This is probably going to sound very self-pitying and whiny, but trust me, I am grateful for my life. It’s just that things have shifted so greatly over the last few years, it’s hard not to be reflective.
Given our work and hobbies, not to mention the kid, we’ve had friendships that cross into several different groups of people. Primarily, for me, that has meant mom bloggers, musicians, tech/social media peeps and PTA parents. Our connections within those groups swelled so much that they crossed over within each other and life was pretty frenetic. Almost every single night there was one, two, three or more possibilities for going out in any one, two or more of these areas. Foursquare was roaring because you could check in, and regularly find out a friend was not only nearby, but often times was in the same bar. If I went to see a local band, I could expect to know many people there.
Heck, we used to run into people, all the time, all over.
Some people moved. Some had kids (or more kids). Many of the bands we knew started touring and the music scene is much more fragmented. Foursquare tanked and I have no sense of where people go anymore. Dex started middle school, is approaching the end of 7th grade and I can tell you the names of maybe three parents at his new school. His old friends have scattered around Denver and we rarely see them. Multi-year construction on 36 has severed Denver and Boulder to where we rarely travel back and forth for anything anymore.
None of this has anything to do with me, but when it affects so many of our friendships, it can’t help but feel personal.
We decided not to have our annual sangria party this year because I just couldn’t face begging people to come. I know… everyone is busy, summer has so many fun things to do, but it really sucks that people hold off saying yes to you because they want to see if something better might be happening that night.
I just don’t feel connected.
Of course we have our dear friends, our family, and that is definitely enough! I am lucky and appreciative. It’s just hard when you have such a robust environment and it crumbles. You feel sliced up, sad, and also unsure of your standing.
I have a vivid memory of being invited over to a friend’s house as a child; we were around 10 years old. I thought we were having a blast when she informs me I was the fourth person she asked over. “Sarah and Heather and Jenny could not make it, you are sooo lucky!” I have several stories like that, but this one hurt the most because I thought she genuinely liked me.

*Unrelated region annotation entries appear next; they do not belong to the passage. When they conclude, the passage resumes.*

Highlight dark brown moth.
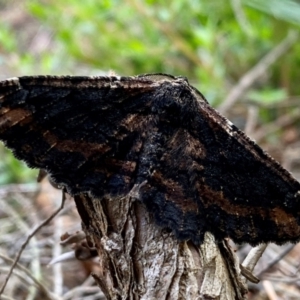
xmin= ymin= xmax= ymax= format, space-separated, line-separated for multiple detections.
xmin=0 ymin=74 xmax=300 ymax=245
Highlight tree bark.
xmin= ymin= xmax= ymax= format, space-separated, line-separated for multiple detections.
xmin=75 ymin=195 xmax=247 ymax=300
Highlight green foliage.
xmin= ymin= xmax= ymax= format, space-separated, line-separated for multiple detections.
xmin=0 ymin=0 xmax=300 ymax=183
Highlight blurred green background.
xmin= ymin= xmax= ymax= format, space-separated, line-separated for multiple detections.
xmin=0 ymin=0 xmax=300 ymax=184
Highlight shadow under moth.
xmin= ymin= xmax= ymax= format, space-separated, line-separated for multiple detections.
xmin=0 ymin=74 xmax=300 ymax=245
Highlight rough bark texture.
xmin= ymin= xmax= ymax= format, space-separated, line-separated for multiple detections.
xmin=75 ymin=195 xmax=247 ymax=300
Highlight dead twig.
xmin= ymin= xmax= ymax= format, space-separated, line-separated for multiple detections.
xmin=218 ymin=31 xmax=299 ymax=114
xmin=0 ymin=191 xmax=66 ymax=295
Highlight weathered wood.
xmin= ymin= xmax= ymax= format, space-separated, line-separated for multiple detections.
xmin=75 ymin=195 xmax=247 ymax=300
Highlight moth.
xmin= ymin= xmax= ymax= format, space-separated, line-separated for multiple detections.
xmin=0 ymin=74 xmax=300 ymax=245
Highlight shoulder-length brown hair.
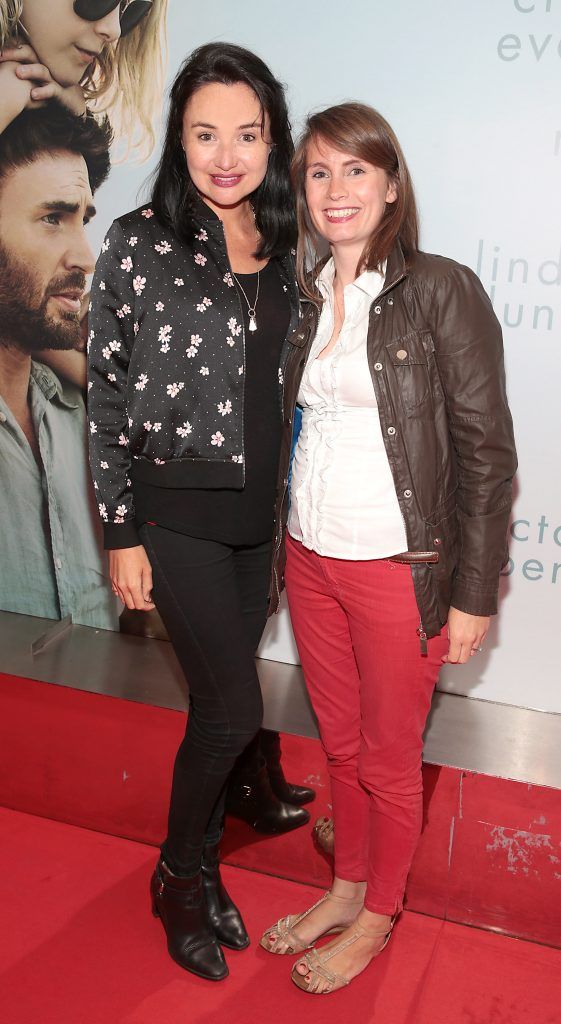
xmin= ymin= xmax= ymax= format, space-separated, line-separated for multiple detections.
xmin=292 ymin=103 xmax=419 ymax=301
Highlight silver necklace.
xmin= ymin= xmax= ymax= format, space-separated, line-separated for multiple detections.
xmin=231 ymin=270 xmax=260 ymax=331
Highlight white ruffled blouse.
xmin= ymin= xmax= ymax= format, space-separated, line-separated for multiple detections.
xmin=288 ymin=259 xmax=407 ymax=560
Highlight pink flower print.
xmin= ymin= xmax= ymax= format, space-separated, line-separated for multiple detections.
xmin=186 ymin=334 xmax=203 ymax=359
xmin=228 ymin=316 xmax=242 ymax=337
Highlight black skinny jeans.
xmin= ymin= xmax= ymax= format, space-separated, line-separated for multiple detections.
xmin=140 ymin=524 xmax=270 ymax=874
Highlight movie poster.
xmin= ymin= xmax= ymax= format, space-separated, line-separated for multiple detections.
xmin=0 ymin=0 xmax=167 ymax=630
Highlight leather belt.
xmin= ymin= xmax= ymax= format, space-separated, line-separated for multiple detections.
xmin=388 ymin=551 xmax=440 ymax=565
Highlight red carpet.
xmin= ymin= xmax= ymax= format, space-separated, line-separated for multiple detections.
xmin=0 ymin=809 xmax=561 ymax=1024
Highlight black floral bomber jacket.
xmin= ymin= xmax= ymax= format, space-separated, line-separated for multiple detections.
xmin=88 ymin=202 xmax=299 ymax=548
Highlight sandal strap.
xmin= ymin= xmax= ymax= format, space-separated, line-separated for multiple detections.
xmin=304 ymin=949 xmax=349 ymax=991
xmin=303 ymin=916 xmax=395 ymax=991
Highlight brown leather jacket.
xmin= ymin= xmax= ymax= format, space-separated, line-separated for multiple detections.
xmin=270 ymin=245 xmax=516 ymax=637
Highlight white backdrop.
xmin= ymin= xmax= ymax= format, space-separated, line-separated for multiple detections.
xmin=92 ymin=0 xmax=561 ymax=713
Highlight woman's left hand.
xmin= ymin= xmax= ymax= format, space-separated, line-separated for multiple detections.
xmin=442 ymin=608 xmax=490 ymax=665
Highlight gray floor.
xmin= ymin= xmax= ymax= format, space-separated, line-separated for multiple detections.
xmin=0 ymin=611 xmax=561 ymax=788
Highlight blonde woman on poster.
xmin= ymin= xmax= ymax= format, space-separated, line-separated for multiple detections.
xmin=0 ymin=0 xmax=167 ymax=157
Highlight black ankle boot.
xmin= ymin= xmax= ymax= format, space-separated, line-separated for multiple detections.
xmin=259 ymin=729 xmax=315 ymax=807
xmin=150 ymin=860 xmax=228 ymax=981
xmin=226 ymin=765 xmax=310 ymax=836
xmin=202 ymin=843 xmax=250 ymax=949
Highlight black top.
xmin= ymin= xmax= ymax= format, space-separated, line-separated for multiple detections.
xmin=133 ymin=260 xmax=290 ymax=546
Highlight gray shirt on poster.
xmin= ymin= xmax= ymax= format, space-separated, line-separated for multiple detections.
xmin=0 ymin=362 xmax=119 ymax=630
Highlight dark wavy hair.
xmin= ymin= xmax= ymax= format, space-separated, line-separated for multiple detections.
xmin=0 ymin=99 xmax=113 ymax=193
xmin=152 ymin=43 xmax=296 ymax=259
xmin=292 ymin=103 xmax=419 ymax=302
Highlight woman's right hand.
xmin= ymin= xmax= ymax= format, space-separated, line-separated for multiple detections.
xmin=110 ymin=544 xmax=156 ymax=611
xmin=0 ymin=45 xmax=86 ymax=131
xmin=0 ymin=56 xmax=33 ymax=132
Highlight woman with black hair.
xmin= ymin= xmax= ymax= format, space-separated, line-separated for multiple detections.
xmin=89 ymin=43 xmax=307 ymax=980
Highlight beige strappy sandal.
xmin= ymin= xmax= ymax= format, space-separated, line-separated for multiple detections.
xmin=259 ymin=892 xmax=363 ymax=954
xmin=292 ymin=918 xmax=395 ymax=995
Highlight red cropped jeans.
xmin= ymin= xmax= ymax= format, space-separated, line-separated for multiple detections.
xmin=286 ymin=537 xmax=447 ymax=914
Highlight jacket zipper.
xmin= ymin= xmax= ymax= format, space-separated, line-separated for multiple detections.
xmin=220 ymin=221 xmax=247 ymax=486
xmin=417 ymin=618 xmax=429 ymax=657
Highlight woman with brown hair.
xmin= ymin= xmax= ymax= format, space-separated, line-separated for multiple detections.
xmin=261 ymin=103 xmax=516 ymax=993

Close friends know I alternatively come off as overbearing or aloof because rejection is such a hot button. I will try so hard to include everyone, make them welcome… inclusivity is big with me. Or, if I feel left out, I will retreat, perhaps come off as a bitch because I refuse to put myself out there. It can go either way, I know it’s not fair to others but it’s the way I am.
There is a theory from Robin Dunbar that no human can maintain more than 150 friendships at one time. Perhaps social media has made that number larger, or only made us feel that number can be larger – but in reality, it’s still impossible.
In my case, it seems the latter is true.